Flatpack homes represent a change in housebuilding

With the news that a housing association has signed a £2.5bn flatpack homes deal, Tepilo looks at how Britain’s performing when it comes to the construction of new and affordable homes.

Something that is always a hot topic of conversation in our industry is affordable homes – and how to go about creating more of them. In a previous blog we asked whether pre-fabricated homes are one solution to the UK housing crisis, helping the government to build new, affordable homes quickly, efficiently and in large quantities.

Well, since then, there has been some movement in this very area. In the last few days, in fact, it was revealed that a housing association in Warrington has signed a £2.5 billion ‘flatpack’ homes deal. 
Your Housing Group (YHG), based in Warrington, will work with specialist renewable energy firm WElink Group to develop 25,000 solar-powered, energy efficient modular homes, creating up to 1,000 jobs in the process. 

The proposals are backed by Chinese investment, with finance being pumped in by the China National Building Material Company to help build six ‘flatpack’ factories across the UK, including in Scotland, the north of England and South Wales.  

The government, which has set itself an ambitious target of 1 million new homes by 2020, said this venture “has the potential to benefit local communities across the country, creating jobs, boosting local economies and creating homes”.

According to a YHG spokesman, the joint venture will help to kickstart a new wave of affordable, low-carbon, energy efficient homes in the UK. The properties will all include solar panels, be at least 75% off-grid and constructed using local supply chains and locally-sourced materials and skills as much as possible.


The government’s hope is that the speed and efficiency with which these modular homes can be built can help to ease the burden on the nation’s housebuilders. For centuries the UK has been reliant on bricks and mortar for its house-building needs, but ventures like this could start to change all that. 

The news comes hot on the heels of research, carried out by conveyancing firm My Home Move, which found that just 4% of affordable homes purchased in 2016 were new-builds. Such figures suggest the government is failing to reach its own targets regarding new-build homes. 

My Home Move’s findings showed that the highest number of affordable homes (counted as properties below the stamp duty threshold of £125,000) can be found in northern counties such as Durham, South Yorkshire and Merseyside. By contrast, London, Surrey and Hertfordshire have the lowest proportion, with an average of just 1%. 

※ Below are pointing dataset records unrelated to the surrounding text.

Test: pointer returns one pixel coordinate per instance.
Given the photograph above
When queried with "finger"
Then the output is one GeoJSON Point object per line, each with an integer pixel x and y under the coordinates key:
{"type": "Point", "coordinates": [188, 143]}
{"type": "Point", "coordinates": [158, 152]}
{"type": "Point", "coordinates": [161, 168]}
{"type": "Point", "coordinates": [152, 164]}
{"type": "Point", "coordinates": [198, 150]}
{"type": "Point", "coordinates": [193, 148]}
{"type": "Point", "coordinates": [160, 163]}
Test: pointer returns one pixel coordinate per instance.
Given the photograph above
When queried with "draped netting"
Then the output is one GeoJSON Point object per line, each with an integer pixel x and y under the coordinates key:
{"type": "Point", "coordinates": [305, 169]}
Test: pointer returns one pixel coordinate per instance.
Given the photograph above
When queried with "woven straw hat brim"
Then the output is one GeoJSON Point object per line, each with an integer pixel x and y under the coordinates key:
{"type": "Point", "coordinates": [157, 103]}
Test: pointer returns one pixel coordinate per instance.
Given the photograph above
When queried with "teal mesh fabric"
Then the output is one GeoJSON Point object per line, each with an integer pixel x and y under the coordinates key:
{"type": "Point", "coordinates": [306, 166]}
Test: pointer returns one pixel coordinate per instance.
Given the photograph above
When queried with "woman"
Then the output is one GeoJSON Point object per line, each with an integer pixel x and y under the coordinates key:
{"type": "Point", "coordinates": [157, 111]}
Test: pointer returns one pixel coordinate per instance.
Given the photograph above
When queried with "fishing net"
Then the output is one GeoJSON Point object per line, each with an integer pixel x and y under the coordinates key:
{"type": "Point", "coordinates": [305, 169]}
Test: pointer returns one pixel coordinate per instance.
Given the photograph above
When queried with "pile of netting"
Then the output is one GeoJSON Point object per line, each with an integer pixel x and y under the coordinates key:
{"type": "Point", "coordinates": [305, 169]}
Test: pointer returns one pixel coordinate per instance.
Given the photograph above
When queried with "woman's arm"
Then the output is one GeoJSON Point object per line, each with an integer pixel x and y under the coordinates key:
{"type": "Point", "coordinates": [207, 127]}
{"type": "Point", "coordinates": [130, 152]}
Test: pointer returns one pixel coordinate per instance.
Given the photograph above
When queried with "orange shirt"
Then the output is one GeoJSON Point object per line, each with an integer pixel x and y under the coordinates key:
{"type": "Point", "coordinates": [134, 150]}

A north-south divide is often talked about when it comes to property, and it is once again shown in stark terms by this research. 

In last month’s Autumn Statement the government reaffirmed its promise to build many more homes across the UK. In particular, there was an emphasis on 40,000 additional affordable homes being built. 
My Home Move’s study shows that two in three people believe affordable homes should be priced at below £120,000, which raises the legitimate question of whether the government can meet its pledges on affordable properties. 

In the affluent counties of Berkshire, Hertfordshire, Surrey and Greater London, the problem is especially acute. In the last year only 1,544 properties were sold for less than £125,000 across these four regions. Of these, just 57 were new-builds. 

All of which suggests, of course, that the government have plenty more to do to turn their pledges into something much more concrete. While ventures like the modular homes deal are welcomed – and act as one way of building more affordable homes – the government will have to do far more if they want to meet the targets that have been set.